In het algemeen stelt de Commissie zich op het standpunt dat verticaal
geïntegreerde exploitanten zoals DT hun eindgebruikersprijzen
effectief moeten vaststellen op een niveau dat voldoende boven de
grootgebruikersprijzen ligt om nieuwkomers op de markt in staat te
stellen te concurreren.
De Commissie kan gebruik maken van artikel 82 van het EG-Verdrag om
misbruik van een machtspositie te verbieden. DT heeft nu twee maanden
de tijd om argumenten aan te voeren om de voorlopige analyse van de
Commissie aan te vechten en kan die argumenten ook nader toelichten op
een hoorzitting. Pas daarna zal de Commissie een definitief standpunt
vaststellen.
Achtergrondinformatie
Meer dan een jaar nadat de EU-Verordening inzake ontbundeling van de
toegang tot het aansluitnetwerk van kracht is geworden (op 1 januari
2001), zijn in Europa minder dan 800 000 abonneelijnen ontbundeld.

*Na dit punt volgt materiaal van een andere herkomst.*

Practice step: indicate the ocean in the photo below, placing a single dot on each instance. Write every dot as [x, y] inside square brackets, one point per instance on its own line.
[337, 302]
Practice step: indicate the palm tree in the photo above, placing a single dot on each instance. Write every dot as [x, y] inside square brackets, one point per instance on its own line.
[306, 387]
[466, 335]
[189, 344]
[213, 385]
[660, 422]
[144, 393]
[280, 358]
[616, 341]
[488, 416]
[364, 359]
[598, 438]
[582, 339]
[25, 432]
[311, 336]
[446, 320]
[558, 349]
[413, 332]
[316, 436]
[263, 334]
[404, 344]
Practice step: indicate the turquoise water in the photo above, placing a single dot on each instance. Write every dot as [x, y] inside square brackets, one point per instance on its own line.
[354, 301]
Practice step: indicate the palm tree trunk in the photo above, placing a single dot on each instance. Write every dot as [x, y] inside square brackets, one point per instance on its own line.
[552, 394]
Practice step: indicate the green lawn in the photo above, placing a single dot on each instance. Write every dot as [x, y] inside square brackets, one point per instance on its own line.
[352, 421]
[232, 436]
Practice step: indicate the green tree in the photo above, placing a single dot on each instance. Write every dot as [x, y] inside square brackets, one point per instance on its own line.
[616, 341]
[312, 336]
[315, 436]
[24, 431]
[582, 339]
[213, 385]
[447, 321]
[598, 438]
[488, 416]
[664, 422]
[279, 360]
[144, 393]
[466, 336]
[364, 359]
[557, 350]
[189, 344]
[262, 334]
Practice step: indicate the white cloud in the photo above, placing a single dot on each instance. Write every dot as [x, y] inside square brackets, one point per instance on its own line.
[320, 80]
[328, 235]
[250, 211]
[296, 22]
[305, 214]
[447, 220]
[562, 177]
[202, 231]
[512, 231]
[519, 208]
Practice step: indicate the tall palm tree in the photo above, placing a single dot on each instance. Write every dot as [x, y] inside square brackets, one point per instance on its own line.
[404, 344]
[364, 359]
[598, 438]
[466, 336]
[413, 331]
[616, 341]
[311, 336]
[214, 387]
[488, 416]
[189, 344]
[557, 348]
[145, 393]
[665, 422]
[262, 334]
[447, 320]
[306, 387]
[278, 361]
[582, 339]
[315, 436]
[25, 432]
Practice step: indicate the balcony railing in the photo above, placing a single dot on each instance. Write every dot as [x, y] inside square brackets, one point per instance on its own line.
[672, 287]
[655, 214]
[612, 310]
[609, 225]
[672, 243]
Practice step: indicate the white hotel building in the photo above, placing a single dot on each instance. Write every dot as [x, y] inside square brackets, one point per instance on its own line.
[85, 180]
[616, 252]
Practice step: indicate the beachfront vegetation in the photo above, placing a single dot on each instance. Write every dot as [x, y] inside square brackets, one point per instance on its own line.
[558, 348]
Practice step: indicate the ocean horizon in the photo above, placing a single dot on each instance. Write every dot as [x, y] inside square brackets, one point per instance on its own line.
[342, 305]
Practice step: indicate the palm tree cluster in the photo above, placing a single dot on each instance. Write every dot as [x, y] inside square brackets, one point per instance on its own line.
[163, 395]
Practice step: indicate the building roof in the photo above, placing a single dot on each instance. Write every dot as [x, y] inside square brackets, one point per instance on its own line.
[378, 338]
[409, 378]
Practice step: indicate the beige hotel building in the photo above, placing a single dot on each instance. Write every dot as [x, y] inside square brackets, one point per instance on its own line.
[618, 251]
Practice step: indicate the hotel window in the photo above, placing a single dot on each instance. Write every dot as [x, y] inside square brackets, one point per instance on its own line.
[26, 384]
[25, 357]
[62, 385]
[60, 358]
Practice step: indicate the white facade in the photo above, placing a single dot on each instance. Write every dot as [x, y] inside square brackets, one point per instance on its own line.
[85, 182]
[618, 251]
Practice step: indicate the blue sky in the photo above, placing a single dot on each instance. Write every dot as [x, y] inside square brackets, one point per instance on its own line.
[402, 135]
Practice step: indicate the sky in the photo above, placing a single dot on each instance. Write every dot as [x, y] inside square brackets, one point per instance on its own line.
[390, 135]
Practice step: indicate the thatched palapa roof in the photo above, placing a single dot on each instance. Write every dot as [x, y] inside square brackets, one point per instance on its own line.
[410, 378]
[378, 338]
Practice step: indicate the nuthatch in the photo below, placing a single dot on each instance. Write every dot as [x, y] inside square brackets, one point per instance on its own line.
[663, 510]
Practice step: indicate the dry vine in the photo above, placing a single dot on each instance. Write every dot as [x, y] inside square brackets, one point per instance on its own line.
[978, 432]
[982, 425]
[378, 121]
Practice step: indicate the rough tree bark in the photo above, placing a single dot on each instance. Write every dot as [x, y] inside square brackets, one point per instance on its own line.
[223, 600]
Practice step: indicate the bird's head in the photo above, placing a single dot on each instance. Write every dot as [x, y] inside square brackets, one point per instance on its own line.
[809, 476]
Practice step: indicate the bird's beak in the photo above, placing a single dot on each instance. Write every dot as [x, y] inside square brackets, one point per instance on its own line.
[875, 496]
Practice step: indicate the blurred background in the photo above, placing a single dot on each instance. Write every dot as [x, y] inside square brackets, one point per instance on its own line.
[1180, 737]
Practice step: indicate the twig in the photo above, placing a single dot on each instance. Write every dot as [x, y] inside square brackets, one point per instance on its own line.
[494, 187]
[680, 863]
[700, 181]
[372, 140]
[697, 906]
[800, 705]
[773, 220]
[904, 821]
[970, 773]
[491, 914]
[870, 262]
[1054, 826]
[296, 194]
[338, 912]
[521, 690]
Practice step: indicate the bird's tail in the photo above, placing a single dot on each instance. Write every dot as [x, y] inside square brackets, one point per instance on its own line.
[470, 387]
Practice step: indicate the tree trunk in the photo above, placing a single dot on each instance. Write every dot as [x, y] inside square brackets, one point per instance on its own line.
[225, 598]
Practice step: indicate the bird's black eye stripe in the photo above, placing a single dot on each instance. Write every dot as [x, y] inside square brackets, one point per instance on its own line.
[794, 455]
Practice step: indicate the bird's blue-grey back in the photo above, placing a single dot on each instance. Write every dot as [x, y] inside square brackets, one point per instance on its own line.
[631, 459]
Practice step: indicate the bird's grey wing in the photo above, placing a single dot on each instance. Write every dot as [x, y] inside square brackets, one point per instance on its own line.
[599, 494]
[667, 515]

Verreweg de meeste daarvan (bijna 700 000) bevinden zich in Duitsland,
waar ontbundeling reeds in 1998 bij de nationale wet verplicht werd
gesteld, maar zelfs daar vormen de ontbundelde lijnen minder dan 2%
van het totaal.
De zeer trage voortgang wordt grondig geanalyseerd in het 7de
uitvoeringsverslag van de Commissie van november 2001 (COM(2001) 706)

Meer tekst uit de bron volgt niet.